As principais confusões ocorrem devido à distinção entre consoantes duras e brandas (p, t, k, b, d, g têm versões "brandas" nas línguas eslavas), sons palatais (articulados quando a língua se eleva contra o céu da boca) e acumulação de consoantes.
Nomes africanos e a junção de consoantes
Nos nomes de origem africana, a maior dificuldade é a junção de consoantes, especialmente no início das palavras. Margarida Peter, mestre em linguística especializada em linguística africana e professora aposentada da USP, explica: "Nesses casos, há uma consoante nasal ('n' ou 'm') ligada a outras consoantes ('b' ou 'd') que têm o mesmo local de articulação: os lábios. E esses sons são muito próprios das línguas africanas."

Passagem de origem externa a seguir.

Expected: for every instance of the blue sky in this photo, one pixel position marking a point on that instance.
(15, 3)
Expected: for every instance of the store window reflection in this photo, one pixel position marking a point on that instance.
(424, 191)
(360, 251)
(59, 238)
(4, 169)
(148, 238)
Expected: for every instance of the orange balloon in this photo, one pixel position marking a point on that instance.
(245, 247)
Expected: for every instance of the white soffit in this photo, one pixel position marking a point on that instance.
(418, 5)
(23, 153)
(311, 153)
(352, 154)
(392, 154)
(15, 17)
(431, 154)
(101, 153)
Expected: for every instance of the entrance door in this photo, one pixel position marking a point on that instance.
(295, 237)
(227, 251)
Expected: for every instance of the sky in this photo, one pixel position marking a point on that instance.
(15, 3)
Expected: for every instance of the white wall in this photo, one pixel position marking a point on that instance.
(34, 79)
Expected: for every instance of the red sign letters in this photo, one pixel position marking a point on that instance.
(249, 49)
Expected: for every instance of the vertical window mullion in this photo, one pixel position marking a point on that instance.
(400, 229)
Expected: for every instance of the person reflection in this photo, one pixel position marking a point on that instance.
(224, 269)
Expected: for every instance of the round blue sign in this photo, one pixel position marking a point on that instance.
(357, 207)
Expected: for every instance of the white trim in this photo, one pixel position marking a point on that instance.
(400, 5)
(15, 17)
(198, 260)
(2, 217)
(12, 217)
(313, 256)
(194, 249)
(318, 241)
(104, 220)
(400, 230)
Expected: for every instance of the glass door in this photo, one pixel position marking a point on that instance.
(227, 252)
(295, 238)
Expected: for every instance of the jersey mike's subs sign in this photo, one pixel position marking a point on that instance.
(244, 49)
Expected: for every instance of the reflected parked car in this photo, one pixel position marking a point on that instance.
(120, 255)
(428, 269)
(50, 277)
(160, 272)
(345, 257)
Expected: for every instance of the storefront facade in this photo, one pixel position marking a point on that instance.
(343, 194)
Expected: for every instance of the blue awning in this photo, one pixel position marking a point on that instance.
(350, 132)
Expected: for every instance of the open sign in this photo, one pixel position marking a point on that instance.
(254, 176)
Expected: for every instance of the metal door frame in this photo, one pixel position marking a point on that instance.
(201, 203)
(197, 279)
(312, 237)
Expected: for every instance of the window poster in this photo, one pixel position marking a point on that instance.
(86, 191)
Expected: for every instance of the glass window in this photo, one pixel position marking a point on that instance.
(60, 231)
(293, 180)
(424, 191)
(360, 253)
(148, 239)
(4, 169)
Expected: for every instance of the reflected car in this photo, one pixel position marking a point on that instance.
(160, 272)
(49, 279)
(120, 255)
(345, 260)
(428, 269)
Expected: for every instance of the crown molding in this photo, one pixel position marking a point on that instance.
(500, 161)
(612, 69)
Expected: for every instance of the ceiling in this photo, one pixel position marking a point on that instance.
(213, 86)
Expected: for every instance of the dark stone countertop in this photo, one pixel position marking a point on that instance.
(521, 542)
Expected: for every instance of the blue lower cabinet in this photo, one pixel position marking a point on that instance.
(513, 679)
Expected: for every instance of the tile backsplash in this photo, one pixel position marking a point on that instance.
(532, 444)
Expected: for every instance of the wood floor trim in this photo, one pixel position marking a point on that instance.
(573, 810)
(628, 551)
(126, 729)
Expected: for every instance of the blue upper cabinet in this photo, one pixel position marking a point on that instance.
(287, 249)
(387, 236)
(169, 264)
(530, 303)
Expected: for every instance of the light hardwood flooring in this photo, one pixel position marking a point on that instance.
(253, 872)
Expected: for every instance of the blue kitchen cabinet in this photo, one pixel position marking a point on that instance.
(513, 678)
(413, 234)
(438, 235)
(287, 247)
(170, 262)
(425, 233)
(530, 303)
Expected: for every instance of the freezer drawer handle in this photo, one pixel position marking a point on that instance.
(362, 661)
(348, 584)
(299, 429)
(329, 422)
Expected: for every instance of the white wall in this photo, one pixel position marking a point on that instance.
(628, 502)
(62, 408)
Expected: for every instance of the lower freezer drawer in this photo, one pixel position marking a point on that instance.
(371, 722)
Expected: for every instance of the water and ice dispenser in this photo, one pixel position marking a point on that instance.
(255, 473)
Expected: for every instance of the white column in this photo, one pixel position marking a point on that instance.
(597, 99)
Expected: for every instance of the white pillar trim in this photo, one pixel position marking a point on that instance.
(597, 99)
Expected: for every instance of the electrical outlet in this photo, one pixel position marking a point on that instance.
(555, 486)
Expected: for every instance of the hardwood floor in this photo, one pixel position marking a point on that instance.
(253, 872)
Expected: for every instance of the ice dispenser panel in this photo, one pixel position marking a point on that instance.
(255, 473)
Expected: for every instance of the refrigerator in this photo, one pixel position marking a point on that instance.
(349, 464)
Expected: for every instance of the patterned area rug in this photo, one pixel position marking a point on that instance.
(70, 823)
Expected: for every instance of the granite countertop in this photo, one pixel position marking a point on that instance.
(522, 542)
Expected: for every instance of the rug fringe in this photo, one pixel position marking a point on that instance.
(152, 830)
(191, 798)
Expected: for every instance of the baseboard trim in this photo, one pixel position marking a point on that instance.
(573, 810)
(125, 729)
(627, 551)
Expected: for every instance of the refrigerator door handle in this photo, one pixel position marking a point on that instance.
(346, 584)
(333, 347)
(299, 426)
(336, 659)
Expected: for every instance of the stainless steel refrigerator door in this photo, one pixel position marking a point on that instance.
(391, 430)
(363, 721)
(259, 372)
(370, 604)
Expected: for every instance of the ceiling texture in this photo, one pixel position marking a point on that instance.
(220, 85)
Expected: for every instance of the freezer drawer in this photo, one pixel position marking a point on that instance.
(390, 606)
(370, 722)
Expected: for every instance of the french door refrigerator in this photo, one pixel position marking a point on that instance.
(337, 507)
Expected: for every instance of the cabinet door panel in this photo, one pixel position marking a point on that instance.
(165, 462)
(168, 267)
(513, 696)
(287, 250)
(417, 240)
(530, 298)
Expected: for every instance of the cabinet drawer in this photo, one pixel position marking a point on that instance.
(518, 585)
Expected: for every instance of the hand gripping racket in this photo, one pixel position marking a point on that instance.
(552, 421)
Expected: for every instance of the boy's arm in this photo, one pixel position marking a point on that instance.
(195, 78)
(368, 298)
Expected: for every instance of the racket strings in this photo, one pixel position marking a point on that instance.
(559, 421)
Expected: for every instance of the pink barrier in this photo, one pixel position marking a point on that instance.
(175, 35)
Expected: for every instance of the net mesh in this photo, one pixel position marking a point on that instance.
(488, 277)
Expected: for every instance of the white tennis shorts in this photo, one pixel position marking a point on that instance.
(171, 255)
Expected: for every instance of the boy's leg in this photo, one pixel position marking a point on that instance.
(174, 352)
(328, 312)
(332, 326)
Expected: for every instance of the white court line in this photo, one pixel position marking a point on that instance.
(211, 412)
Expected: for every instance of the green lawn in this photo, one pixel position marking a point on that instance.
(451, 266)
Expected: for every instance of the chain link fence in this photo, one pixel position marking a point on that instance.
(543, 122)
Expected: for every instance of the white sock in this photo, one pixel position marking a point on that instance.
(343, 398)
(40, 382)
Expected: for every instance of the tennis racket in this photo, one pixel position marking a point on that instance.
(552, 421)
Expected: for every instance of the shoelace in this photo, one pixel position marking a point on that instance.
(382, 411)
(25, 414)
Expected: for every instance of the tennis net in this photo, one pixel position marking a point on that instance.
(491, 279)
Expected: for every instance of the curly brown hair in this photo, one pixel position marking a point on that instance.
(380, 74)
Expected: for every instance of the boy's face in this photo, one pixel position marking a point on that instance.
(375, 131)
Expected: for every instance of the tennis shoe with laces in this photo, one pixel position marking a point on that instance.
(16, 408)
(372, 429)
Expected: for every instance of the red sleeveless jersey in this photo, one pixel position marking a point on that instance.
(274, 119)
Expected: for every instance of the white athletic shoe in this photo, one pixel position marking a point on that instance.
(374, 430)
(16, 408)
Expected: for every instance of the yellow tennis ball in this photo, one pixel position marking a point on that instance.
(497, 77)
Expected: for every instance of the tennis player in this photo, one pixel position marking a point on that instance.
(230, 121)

O mais comum é que, na pronúncia, se coloque uma vogal antes da sílaba com duas consoantes, como um apoio vocálico, transformando "Mbappé" em "IMbappé". Peter comenta: "O que nós fazemos quando estamos diante de outra língua é tentar nos aproximar da pronúncia de um falante nativo. Mas nós nunca vamos produzir ou com muita dificuldade vamos reproduzir a pronúncia nativa."
Como falar 'certo'?
Os especialistas recomendam buscar a transliteração correta junto a embaixadas para nomes eslavos. Hristovsky afirma: "A transliteração nunca garantirá 100% de precisão, mas aproxima muito o leitor português da pronúncia real." Peter defende que não há regra universal, mas o ideal é tentar se aproximar do som original, ponderando: "Dificilmente a gente vai conseguir reproduzir perfeitamente os nomes em outras línguas."